Park shifted his weight to his rear foot. He did it slowly enough that most folks wouldn't have noticed it, but he knew I did, and he knew I understood that he was readying himself in case he had to fight me. "Why?" he said.
I held up my hands. "Sarge, we have no problem. The only decent moneymaking options for me on Heaven are the militia and this place. I don't want to go back into military service, so I had to apply here.

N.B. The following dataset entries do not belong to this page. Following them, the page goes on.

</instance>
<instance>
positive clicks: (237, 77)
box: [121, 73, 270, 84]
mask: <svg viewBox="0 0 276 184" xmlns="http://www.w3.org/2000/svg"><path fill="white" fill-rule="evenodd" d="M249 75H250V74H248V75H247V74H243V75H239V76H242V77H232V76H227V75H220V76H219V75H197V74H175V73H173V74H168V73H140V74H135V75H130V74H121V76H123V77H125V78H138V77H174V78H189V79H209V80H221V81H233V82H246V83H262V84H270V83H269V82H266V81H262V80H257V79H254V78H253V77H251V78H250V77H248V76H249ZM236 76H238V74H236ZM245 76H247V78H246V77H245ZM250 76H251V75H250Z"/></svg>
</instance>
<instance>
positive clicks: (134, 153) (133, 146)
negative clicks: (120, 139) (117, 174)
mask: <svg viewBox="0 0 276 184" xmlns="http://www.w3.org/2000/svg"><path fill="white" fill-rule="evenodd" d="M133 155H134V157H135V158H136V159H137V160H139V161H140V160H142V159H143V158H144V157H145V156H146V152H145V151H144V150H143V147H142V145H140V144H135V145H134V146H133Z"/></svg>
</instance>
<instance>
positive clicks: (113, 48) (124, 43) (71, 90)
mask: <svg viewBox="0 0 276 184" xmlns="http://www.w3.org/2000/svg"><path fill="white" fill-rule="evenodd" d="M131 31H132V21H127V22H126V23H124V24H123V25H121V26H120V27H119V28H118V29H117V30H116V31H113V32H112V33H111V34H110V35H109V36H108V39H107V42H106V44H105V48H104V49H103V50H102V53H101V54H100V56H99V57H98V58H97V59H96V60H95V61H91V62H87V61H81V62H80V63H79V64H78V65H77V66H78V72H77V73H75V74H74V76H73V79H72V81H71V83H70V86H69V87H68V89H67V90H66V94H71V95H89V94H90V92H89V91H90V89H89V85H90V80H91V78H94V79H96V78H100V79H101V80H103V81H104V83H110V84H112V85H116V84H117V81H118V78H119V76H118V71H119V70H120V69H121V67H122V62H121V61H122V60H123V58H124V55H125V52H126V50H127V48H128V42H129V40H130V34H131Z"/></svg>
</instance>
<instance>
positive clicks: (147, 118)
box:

First, though, I wanted to make sure it was secure enough that I wouldn't be signing up just to end up a patsy for some low-end security system's failure down the line." I dropped my hands. "I've taken jobs at places with crappy security, and every time something goes wrong, they blame the people doing the work—people like me—not the ones who designed the systems."
"You could have consulted the public holos about our security," he said.
I nodded. "Yeah, and I did, but there's no substitute for being on the ground." Before he could ask anything else, I added, "I also wanted to see which jobs the staff had to do and which you'd automated, so I went off the path and into the woods. I have to tell you, I'm mighty glad we have machines to shepherd tourists back onto the trails so I don't have to spend my days doing that sort of work." He raised an eyebrow, so I added, "As you may have noticed, my people skills are not always the best, particularly when the other people are idiots."
Park stared at me for several seconds, then chuckled. "Yeah, I've seen that," he said. "What you should understand is that Ng's people have already run all the background checks they could, including one with the EC, and no one there is so upset that your name raised any flags. To advance here, just do your job well, stay out of trouble, and put your experience to use should it ever come to that."